Public calls for an anti-government rally to be held on October 10, which surfaced in the Tajik social-networking segment, have led to the closure of more than 200 websites, including Facebook, VKontakte, YouTube, several Russian-language news websites and the Russian version of Wikipedia, mobile operators and service providers told Interfax on Monday.
"We have received an order from the Communications Service with a list of websites. These include Facebook, vk.com, lenta.ru, youtube.com, mk.ru, amazon.com, ru.wikipedia.org and dozens of web anonymizers that allow bypassing these blockings," a senior manager from the national internet providing company said on condition of anonymity.
The blocking of the Wikipedia and the U.S. online shop Amazon prompted mockery on social-networking sites whose users have long learnt how to bypass blocking of sites.
The head of the governmental Communications Service, Beg Saburi, denied his agency's involvement in the blockings but claimed that certain websites "do not want peace in Tajikistan."
"I did not give instructions to close access to Facebook and other social networks.
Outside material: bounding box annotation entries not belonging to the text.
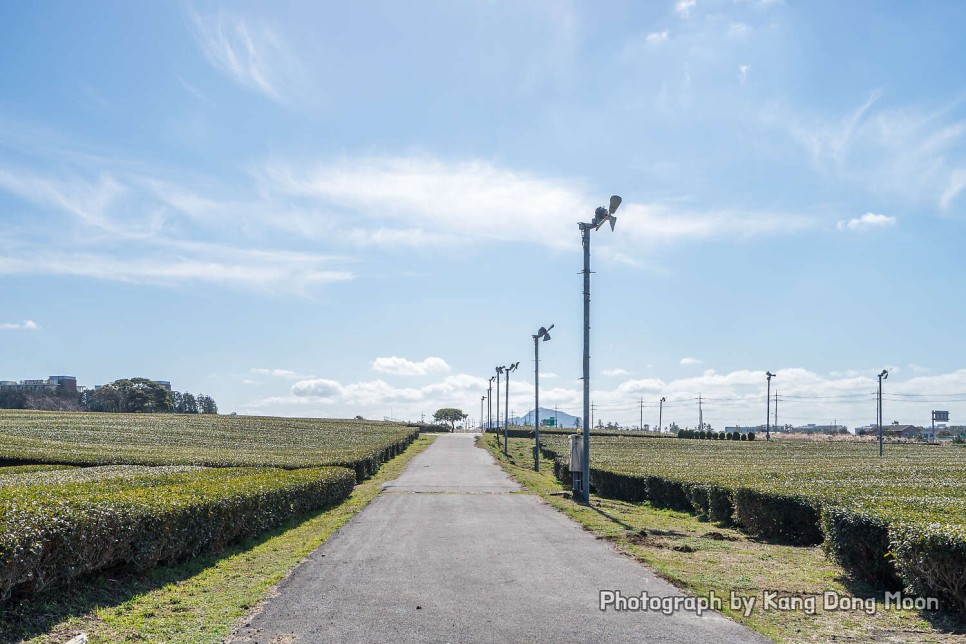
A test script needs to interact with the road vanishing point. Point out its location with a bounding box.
[231,434,769,644]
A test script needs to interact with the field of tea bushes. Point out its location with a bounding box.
[0,410,418,601]
[542,436,966,612]
[0,410,416,479]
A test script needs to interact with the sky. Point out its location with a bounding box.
[0,0,966,429]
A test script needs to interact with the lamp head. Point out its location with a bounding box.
[610,195,621,215]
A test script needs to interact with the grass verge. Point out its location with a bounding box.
[480,434,966,643]
[0,436,435,643]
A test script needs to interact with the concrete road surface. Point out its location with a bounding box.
[232,434,768,644]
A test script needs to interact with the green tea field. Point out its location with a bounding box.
[543,436,966,611]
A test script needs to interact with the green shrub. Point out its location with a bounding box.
[648,476,694,512]
[734,487,822,545]
[0,466,355,599]
[682,483,710,518]
[707,485,735,524]
[889,523,966,614]
[822,506,902,590]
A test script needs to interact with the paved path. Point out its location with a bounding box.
[234,434,768,644]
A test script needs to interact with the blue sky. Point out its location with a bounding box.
[0,0,966,428]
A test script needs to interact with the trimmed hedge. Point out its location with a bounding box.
[889,523,966,614]
[0,467,355,599]
[822,506,902,590]
[733,487,822,546]
[543,430,966,614]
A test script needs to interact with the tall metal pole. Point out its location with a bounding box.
[533,334,540,472]
[503,369,510,456]
[496,369,501,438]
[765,374,771,441]
[486,376,493,430]
[765,371,775,441]
[876,373,882,457]
[580,223,591,503]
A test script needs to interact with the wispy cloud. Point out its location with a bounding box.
[788,90,966,210]
[939,168,966,210]
[251,368,306,380]
[674,0,698,18]
[189,12,307,104]
[262,156,815,250]
[0,320,40,331]
[246,367,966,429]
[725,22,754,40]
[738,65,751,85]
[837,212,898,231]
[372,356,450,376]
[601,368,631,376]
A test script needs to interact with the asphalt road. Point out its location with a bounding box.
[232,434,768,644]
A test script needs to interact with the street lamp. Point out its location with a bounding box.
[578,195,621,503]
[496,362,520,456]
[486,376,499,429]
[494,367,503,436]
[876,369,889,457]
[533,324,553,472]
[765,371,775,441]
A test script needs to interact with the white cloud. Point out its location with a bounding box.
[0,320,40,331]
[784,91,966,210]
[292,378,345,399]
[251,368,305,380]
[244,367,966,429]
[738,65,751,85]
[939,168,966,210]
[601,368,631,376]
[674,0,698,18]
[0,246,353,292]
[372,356,458,376]
[726,22,753,40]
[263,157,814,255]
[192,12,307,103]
[837,212,897,231]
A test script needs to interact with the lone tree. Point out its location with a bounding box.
[433,407,469,430]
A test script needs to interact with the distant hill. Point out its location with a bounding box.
[510,407,577,429]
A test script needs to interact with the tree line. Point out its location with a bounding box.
[0,378,218,414]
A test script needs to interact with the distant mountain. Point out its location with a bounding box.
[510,407,577,429]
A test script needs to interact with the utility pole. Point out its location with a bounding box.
[772,389,778,430]
[876,369,889,458]
[765,371,775,441]
[533,324,553,472]
[486,376,499,429]
[578,195,621,504]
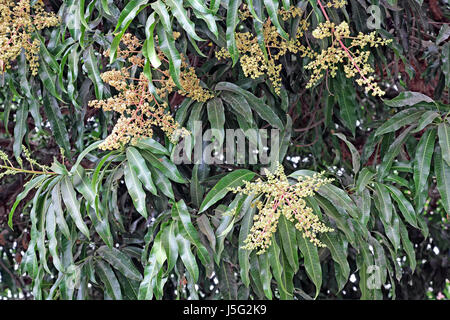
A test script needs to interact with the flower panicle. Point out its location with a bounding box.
[89,33,213,150]
[230,164,333,254]
[0,0,61,76]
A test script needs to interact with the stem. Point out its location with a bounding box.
[0,165,59,175]
[317,0,374,90]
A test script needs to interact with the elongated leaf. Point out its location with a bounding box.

I will definitely investigate and let you know," Saburi told reporters.
"It is worth noting that certain websites are overly politicized and instead of promoting peace and harmony in our society incite conflicts and post extremist calls and remarks," he added.
Most Dushanbe residents did not respond to the call for a rally at 3 p.m. this Friday, i.e. immediately after a Friday prayer. The rally is titled Tajikistan Demands Change, the offered slogans include "Tajikistan without Rahmon!", "For honest elections!" and "For a worthy life!".
The majority of users of social-networking websites tend to think that the attempt to organize the rally in central Dushanbe is coming from the opposition journalist Dodojon Atovulloev, who currently resides in Germany, and the former businessman and now self-styled politician Umarali Kuvvatov who lives outside Tajikistan, presumably in the United Arab Emirates. Both Atovulloev and Kuvvatov are practically unknown to ordinary Tajikistanis. As for the opposition activists, they claim on the Internet to have set up a Group 24 which, they say, includes many influential Tajik politicians.
However, since its appearance, the Group has failed to move beyond posting calls on the Internet.
Experts have said that blocking certain websites has proved to be a pointless government tactic: Tajik Internet users, having learnt from their previous website-blocking experience, actively share bypassing techniques on the Internet by posting links to proxy servers and gateway software downloads.